Many experts consider rape to be more or less decriminalised in England and Wales. Last year, only about 1% of the 68,109 rapes recorded by police resulted in a conviction.
This webinar will ask whether we need to reconsider how we think about rape. Maybe the very idea of “consent” is flawed. Doesn’t it suggest that sex is something done by someone (no doubt male) to someone else (typically female)? What does that imply about the status of women versus the status of men? And is the legal definition of consent part of the problem?
How does prostitution impact on this understanding? Some economists consider that what is being bought in prostitution is not “sex” but rather the control of sex. He pays so he is in control and if she wants to be paid, she has no choice but to go along with it regardless whether it is painful, terrifying, or gross. What is the meaning of “consent” in that scenario? And how does it affect men’s understanding of sex with an (unpaid) intimate partner?

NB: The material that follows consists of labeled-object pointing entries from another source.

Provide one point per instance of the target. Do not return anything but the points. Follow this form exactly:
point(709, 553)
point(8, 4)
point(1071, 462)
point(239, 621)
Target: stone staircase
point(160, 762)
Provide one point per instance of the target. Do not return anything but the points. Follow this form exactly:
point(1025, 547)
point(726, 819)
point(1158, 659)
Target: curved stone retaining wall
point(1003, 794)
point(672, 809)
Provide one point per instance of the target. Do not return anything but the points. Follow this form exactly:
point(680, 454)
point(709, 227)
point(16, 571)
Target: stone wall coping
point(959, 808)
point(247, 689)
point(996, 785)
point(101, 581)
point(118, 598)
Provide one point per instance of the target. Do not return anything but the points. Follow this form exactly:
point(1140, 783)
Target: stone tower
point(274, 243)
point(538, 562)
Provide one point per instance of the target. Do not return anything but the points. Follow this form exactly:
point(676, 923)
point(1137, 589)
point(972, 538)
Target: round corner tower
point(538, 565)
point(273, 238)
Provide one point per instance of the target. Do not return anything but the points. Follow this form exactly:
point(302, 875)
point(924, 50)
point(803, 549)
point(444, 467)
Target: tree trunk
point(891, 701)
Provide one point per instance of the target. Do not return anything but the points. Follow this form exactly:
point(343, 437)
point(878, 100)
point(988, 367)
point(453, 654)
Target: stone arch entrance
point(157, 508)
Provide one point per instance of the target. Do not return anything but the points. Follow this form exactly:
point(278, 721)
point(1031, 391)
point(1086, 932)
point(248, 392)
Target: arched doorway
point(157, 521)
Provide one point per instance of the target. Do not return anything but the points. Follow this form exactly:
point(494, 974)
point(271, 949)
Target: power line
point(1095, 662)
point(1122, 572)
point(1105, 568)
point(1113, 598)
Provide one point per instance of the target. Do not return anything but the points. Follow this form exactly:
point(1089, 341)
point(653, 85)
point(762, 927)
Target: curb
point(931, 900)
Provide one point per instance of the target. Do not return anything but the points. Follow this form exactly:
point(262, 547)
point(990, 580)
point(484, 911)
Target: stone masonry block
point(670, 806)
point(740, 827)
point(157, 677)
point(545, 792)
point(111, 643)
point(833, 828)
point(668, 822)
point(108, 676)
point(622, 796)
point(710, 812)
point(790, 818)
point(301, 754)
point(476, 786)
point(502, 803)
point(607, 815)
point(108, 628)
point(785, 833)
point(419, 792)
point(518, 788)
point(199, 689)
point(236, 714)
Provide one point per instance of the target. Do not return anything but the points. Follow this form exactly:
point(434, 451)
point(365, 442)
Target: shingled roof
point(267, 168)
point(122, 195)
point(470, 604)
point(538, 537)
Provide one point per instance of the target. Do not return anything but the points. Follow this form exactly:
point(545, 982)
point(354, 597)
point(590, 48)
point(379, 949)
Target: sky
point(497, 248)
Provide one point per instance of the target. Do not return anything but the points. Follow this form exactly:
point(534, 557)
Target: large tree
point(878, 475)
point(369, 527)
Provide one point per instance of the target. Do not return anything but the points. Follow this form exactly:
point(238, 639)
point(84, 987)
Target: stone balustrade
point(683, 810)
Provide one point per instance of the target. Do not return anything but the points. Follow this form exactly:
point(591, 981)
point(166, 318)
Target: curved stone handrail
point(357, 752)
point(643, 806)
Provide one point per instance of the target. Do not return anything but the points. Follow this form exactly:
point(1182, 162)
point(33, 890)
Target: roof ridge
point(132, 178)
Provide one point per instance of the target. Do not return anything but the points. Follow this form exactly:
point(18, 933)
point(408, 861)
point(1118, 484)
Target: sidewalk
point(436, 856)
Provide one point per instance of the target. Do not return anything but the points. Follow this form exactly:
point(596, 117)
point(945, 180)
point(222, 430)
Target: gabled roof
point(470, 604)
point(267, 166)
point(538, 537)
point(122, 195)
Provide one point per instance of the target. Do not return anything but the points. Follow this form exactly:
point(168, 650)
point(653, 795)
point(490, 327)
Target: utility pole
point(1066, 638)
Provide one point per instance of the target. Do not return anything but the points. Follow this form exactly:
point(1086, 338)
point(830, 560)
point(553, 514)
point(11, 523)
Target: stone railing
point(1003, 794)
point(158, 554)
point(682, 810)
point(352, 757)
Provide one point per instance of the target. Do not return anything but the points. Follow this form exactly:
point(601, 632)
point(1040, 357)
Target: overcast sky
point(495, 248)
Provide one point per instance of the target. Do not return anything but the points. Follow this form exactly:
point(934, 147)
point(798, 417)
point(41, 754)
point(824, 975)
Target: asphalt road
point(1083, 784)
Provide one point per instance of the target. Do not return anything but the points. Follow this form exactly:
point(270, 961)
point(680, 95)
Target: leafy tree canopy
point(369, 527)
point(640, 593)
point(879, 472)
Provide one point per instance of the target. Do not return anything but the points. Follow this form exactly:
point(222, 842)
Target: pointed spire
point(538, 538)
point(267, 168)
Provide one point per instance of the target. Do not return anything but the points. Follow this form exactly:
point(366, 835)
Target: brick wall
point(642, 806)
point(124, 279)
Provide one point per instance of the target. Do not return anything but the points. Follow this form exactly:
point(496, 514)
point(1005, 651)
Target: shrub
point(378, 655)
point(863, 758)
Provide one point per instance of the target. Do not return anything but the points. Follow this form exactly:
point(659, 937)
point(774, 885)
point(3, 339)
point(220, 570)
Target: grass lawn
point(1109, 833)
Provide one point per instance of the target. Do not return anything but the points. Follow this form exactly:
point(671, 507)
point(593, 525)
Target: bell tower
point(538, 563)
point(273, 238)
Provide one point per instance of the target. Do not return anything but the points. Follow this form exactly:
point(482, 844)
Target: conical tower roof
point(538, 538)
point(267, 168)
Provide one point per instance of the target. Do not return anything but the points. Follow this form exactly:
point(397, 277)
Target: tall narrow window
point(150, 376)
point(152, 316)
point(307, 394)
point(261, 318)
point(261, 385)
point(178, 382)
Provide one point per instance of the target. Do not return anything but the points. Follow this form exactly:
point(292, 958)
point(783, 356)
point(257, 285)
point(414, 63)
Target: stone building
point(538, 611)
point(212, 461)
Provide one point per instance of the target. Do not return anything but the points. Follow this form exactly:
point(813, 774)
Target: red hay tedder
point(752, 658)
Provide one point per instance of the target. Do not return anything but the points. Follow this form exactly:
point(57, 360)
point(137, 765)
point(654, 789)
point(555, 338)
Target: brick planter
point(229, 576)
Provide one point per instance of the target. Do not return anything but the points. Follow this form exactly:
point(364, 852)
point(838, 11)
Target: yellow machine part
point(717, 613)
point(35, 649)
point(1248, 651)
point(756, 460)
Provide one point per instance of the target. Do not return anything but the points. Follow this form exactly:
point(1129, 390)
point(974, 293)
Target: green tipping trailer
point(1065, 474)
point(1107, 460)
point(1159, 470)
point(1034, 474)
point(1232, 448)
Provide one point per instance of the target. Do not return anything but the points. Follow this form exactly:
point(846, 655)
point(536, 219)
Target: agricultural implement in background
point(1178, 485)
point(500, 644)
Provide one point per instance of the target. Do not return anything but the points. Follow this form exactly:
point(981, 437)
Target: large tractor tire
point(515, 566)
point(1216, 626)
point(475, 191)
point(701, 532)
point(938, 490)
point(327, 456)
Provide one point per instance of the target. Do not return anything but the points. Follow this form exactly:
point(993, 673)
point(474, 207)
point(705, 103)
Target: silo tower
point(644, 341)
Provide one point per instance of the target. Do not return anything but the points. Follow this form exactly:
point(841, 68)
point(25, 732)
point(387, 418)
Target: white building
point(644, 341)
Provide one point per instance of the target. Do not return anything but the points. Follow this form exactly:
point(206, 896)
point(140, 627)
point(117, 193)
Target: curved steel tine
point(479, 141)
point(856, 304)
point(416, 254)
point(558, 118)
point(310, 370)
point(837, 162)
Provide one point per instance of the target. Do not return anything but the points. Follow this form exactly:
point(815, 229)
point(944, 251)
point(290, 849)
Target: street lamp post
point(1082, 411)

What about pornography? A recent study found that 90% of mainstream internet porn involves verbal, physical and/or sexual violence, often in violation of laws against sexism, racism, violence, and even torture. How is that impacting all of our understandings of sexual relationships?
We are thrilled that Wendy Murphy, a US professor of Sexual Violence and Law Reform, will be speaking at this webinar, along with Esther, a British survivor of prostitution with extensive knowledge of the legal system in England and Wales.
This webinar is free but you need to register in advance on Eventbrite.
This webinar will ask whether we need to reconsider how we think about rape. Maybe the very idea of “consent” is flawed. Doesn’t it suggest that sex is something done by someone (no doubt male) to someone else (typically female)? What does that imply about the status of women versus the status of men? And is the legal definition of consent part of the problem?
I highly doubt that changing how we (meaning feminist women) think about sex will change anything about how men think about raping us. They don't really care about the thoughts in our heads.
Honestly, it might be better for women if we forced men to admit that sex (at least the PIV variety) IS something they do to women, and something harmful at that, and forced them to change the law so that a woman doesn't need to prove that she did not consent to sex, but that the man has to prove that she did consent.
People don't like to confront the fact that PIV harms women even when it's consensual, but if there's any way changing how we think about sex can help combat rape, it's admitting the truth, and forcing law-makers to take the truth into consideration.
Blood donation is very normalized in our society, but if you were randomly attacked by someone with a syringe trying to steal your blood, they'd go to prison no matter how much they tried to argue that you've donated blood a hundred times and are therefore a person who has no problem having their blood taken away.
That's because we, as society, acknowledge that donating blood harms the donor even if it is consensual.
This is one of my favorite talking point in regards to porn. I’m a millennial. When people my age are skeptical about my anti-porn position, this is one of the best ways I can quickly get the point across.
The vast majority of women who aren’t in the dating scene and haven’t been for a while, have no idea that women are routinely slapped, restrained, forced, and strangled in their initial sexual encounters with partners - with zero warning or request for consent. These women are shocked to find out what it’s like for young or single women now.
It used to be that even for the most benign sex acts, when with a new partner you would talk about if you like a, b, c. I’m not talking about “kinks” or violence, I’m talking about “do you want me to touch your breasts”. Or at least some hesitation, and waiting to see if there was a response. And the vast majority of men wouldn’t have even agreed to strangle their partner, no matter how much she said she “likes it”. My first couple boyfriends (and from the reports of my friends, theirs as well) were worried about hurting me when messing around normally , simply because these are very sensitive areas we’re dealing with! And I’m sure some of them had seen some internet porn by then, but it was nothing compared to today.
Todays porn has absolutely effected how young girls are understanding consent. They think consent to violence is included in consent to sex. I feel so sorry for them. I was at the very tail end of a generation who got to experience sex without the influence of mountains of extreme porn. I don’t think I’ll ever experience it again, and I know those born after me didn’t even get a chance.
Porn is the downfall of society.
This, too.
I focused more on the fact that women shouldn't be assumed to be consenting, by default, to basic normal PIV sex, but we also need to acknowledge that "consent" only works in "risk versus benefit" situations, not in "certain damage to health with risk of death" situations.
People get this when it comes to medical procedures (well, used to get it, before gender surgery got fashionable), but seem, for some reason, unable to understand it once happy penis feelings get involved.
Might be the result of women being assumed to consent to PIV. Those other acts of brutality are all considered "sex" and women are considered to be consenting to "sex" by default.